If these new acronyms have not yet appeared on your list of buzzwords, it is time you started following these new developments and the related protocols. This has all come about as a result of the widespread adoption of virtualization and, indirectly, blade servers (especially those with internalized switches). As servers (and storage) moved from having a physical NICs with a MAC address to a virtual MAC, the vendors have all worked together to develop a structure and strategy to improve and manage the communication channel performance.

To back up a bit, first there was the virtual server, which meant that a physical server could “exist” with other virtual servers on one or more physical servers or blade servers. Of course, a virtual server still needs to communicate, even though each virtual server had no real NIC card. Hence, the advent of the “virtual” NIC card and virtual Ethernet.

It should be noted that all these protocols are related to bridging, not routing. In case you are wondering when was the last time anyone used bridging instead of routing, you might not remember that “bridging” is the basic function that we take for granted when we use a typical “Ethernet switch” (non-routing). Bridging does not really understand IP addresses and decides where to send packets based on the MAC address of the source and destination. Of course, since a virtual server has no “real” MAC address, the virtualization software assigns and manages the virtual MACs. One of purposes of these new protocols is to have the switch hardware take the load off the virtualization software to improve the overall system performance.

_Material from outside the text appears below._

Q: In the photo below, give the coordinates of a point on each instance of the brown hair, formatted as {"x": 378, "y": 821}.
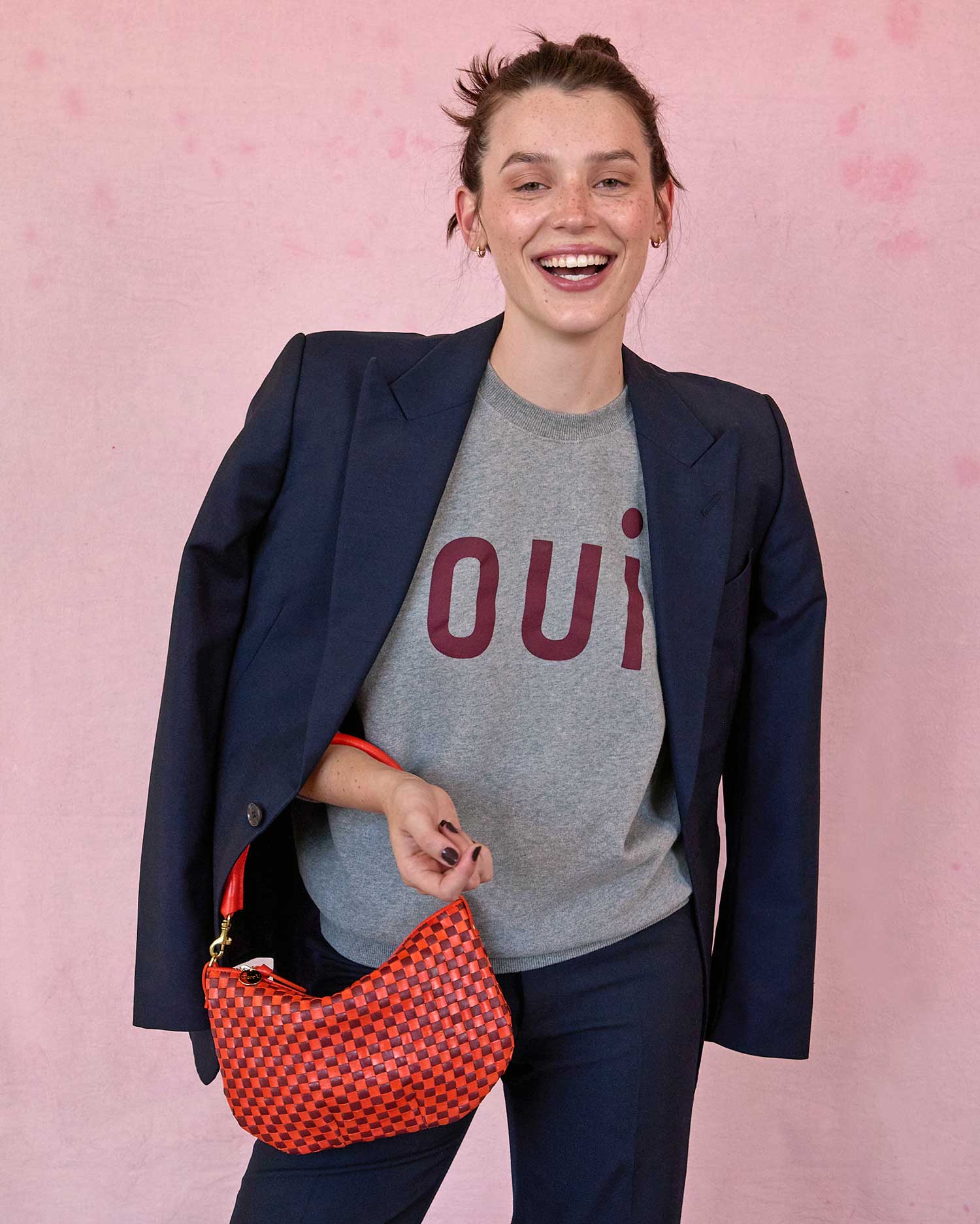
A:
{"x": 591, "y": 61}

So how will this affect your data center network? To begin with, the Ethernet switches, both those incorporated within the blade server chassis as well as the traditional external units, need to be able to understand, learn and update their MAC tables using these new, yet-to-be-finalized, virtualized protocols. 

In addition, this could change the way a structure cabling system is designed within the data center; instead of running all cabling from each rack back to a central patch panel (and core switches), there might be clusters of racks wherein the racks are inter-cabled together (via patch panels in larger clusters) to the central point within the cluster. Then only the cluster switch (edge) is tied back to the core. This is already beginning to happen with SAN clusters. Of course, the size and scope of the network, the number of physical and virtual servers, and the data center itself will influence many of these decisions.

The various vendors have different proposals on the table, each trying to promote their offering into the final standard. Like many other technologies put forth by competing vendors, they eventually will be blended and ratified into an IEEE standard. In the meantime, before making any major investments in Ethernet switching equipment or large-scale data center structured cabling plants, consider following this and other standards as they near finalization.